Buckwheat Porridge with Stewed Vegetables and Greens

Ingredients:

  • For the Buckwheat Porridge:

    • 1 cup buckwheat groats
    • 2 cups vegetable broth or water
    • 1 tablespoon olive oil or butter
    • Salt, to taste
  • For the Stewed Vegetables:

    • 1 tablespoon olive oil
    • 1 onion, diced
    • 2 cloves garlic, minced
    • 1 medium carrot, diced
    • 1 bell pepper (any color), diced
    • 1 zucchini, diced
    • 1 cup diced tomatoes (fresh or canned)
    • 1 teaspoon dried oregano
    • 1 teaspoon dried basil
    • Salt and pepper, to taste
  • For the Greens:

    • 2 cups fresh spinach, kale, or Swiss chard, chopped
    • 1 tablespoon lemon juice (optional)
    • Fresh herbs (like parsley or basil), for garnish

Instructions:

  1. Cook the Buckwheat:

    • Rinse the buckwheat groats under cold water.
    • In a medium saucepan, heat the olive oil or butter over medium heat. Add the rinsed buckwheat and toast for 2-3 minutes, stirring occasionally.
    • Add the vegetable broth or water and a pinch of salt. Bring to a boil, then reduce the heat to low, cover, and simmer for 15-20 minutes, or until the buckwheat is tender and the liquid is absorbed. Remove from heat and let it sit, covered, for 5 minutes. Fluff with a fork.
  2. Prepare the Stewed Vegetables:

    • While the buckwheat is cooking, heat 1 tablespoon of olive oil in a large skillet or saucepan over medium heat. Add the diced onion and cook for 5-7 minutes until softened.
    • Add the minced garlic and cook for 1 minute until fragrant.
    • Stir in the carrot, bell pepper, and zucchini. Cook for about 5 minutes, stirring occasionally.
    • Add the diced tomatoes, dried oregano, dried basil, salt, and pepper. Simmer for 10-15 minutes, or until the vegetables are tender and the flavors are well combined.
  3. Add the Greens:

    • Stir the chopped greens into the stewed vegetables and cook for 2-3 minutes, until the greens are wilted and tender.
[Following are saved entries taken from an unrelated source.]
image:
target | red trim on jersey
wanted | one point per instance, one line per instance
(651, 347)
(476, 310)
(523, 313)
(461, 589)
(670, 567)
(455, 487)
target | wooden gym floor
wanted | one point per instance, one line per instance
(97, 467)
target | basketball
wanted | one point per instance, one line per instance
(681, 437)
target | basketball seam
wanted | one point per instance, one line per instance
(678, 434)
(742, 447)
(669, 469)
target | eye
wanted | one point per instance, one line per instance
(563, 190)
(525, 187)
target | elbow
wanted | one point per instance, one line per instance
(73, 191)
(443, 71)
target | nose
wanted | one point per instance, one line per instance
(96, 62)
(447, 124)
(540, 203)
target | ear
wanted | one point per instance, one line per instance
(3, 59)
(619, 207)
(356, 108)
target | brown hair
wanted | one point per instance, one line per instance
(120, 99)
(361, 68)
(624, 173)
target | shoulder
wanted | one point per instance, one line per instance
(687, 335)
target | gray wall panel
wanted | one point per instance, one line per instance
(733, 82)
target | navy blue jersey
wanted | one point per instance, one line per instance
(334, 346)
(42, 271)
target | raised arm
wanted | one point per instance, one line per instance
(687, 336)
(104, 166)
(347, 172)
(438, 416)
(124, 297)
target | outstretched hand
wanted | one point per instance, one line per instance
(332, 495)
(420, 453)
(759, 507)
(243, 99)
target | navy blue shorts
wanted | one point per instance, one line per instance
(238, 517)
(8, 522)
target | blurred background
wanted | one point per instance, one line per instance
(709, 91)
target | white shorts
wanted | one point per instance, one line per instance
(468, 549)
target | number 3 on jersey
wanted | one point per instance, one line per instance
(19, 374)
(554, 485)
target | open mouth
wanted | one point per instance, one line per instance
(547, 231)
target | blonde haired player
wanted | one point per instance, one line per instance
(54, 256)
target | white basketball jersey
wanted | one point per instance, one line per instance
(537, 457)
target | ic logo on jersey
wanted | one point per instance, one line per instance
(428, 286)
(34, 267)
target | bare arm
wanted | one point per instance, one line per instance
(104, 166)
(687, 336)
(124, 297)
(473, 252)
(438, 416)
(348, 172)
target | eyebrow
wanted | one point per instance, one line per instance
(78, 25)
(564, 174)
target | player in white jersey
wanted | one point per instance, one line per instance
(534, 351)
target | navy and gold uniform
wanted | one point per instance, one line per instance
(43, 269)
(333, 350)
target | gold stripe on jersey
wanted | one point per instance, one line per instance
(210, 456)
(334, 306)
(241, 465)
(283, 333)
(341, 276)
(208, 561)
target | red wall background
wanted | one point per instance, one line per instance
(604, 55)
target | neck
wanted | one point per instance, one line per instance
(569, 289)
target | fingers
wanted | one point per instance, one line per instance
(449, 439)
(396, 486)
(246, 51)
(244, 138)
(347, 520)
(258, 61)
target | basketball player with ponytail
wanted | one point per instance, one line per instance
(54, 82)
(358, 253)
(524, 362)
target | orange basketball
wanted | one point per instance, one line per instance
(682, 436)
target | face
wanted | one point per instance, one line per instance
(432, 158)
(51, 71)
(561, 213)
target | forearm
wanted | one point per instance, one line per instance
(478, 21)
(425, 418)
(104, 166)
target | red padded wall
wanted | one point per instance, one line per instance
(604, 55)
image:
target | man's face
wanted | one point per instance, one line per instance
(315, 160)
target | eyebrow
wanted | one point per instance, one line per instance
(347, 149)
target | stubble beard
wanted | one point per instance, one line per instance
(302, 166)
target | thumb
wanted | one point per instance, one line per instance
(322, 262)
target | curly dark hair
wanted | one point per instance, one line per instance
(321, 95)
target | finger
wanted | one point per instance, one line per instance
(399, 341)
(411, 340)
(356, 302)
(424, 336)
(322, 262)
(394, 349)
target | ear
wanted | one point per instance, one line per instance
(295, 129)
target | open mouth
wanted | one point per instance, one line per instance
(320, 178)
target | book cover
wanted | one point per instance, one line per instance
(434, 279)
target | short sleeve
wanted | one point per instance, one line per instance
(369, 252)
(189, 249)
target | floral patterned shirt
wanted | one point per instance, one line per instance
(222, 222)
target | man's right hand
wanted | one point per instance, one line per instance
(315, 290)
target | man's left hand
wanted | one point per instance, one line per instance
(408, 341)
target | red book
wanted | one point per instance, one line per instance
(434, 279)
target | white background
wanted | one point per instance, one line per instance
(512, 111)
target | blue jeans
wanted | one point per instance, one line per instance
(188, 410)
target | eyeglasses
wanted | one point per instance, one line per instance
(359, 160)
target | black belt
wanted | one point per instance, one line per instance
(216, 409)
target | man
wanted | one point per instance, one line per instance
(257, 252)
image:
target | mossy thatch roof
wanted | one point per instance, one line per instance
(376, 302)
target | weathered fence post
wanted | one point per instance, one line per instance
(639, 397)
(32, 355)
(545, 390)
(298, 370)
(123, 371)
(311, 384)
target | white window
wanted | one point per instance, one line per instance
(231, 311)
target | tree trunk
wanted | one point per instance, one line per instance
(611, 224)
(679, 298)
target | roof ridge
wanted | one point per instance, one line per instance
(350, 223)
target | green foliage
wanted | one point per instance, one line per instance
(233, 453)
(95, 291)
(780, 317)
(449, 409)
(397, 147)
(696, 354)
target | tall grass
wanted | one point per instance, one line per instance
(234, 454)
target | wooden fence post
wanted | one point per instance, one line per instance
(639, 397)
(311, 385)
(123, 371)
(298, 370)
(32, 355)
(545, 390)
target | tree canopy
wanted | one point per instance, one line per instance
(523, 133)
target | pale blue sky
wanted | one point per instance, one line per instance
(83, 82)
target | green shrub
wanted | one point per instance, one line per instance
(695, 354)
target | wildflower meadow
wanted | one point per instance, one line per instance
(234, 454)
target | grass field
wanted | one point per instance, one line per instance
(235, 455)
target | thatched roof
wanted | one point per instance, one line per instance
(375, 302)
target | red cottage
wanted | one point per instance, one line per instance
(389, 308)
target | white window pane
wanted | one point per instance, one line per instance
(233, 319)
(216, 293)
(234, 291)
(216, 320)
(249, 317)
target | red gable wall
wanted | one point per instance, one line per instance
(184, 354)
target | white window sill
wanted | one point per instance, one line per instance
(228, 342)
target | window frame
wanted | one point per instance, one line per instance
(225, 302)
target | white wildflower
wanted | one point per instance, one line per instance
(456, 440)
If using, add lemon juice for a bit of brightness.
  4. Assemble the Dish:

    • Divide the cooked buckwheat porridge between bowls.
    • Top with the stewed vegetables and greens.
  5. Garnish and Serve:

    • Garnish with fresh herbs if desired and serve warm.

Optional Variations:

  • Add Protein: Top with a poached egg, grilled chicken, or beans for extra protein.
  • Different Vegetables: Use a variety of seasonal vegetables or what you have on hand.
  • Spicy Kick: Add a pinch of red pepper flakes or a splash of hot sauce to the stewed vegetables for some heat.

This buckwheat porridge with stewed vegetables and greens is a comforting, nutrient-dense meal that’s both filling and delicious. Enjoy!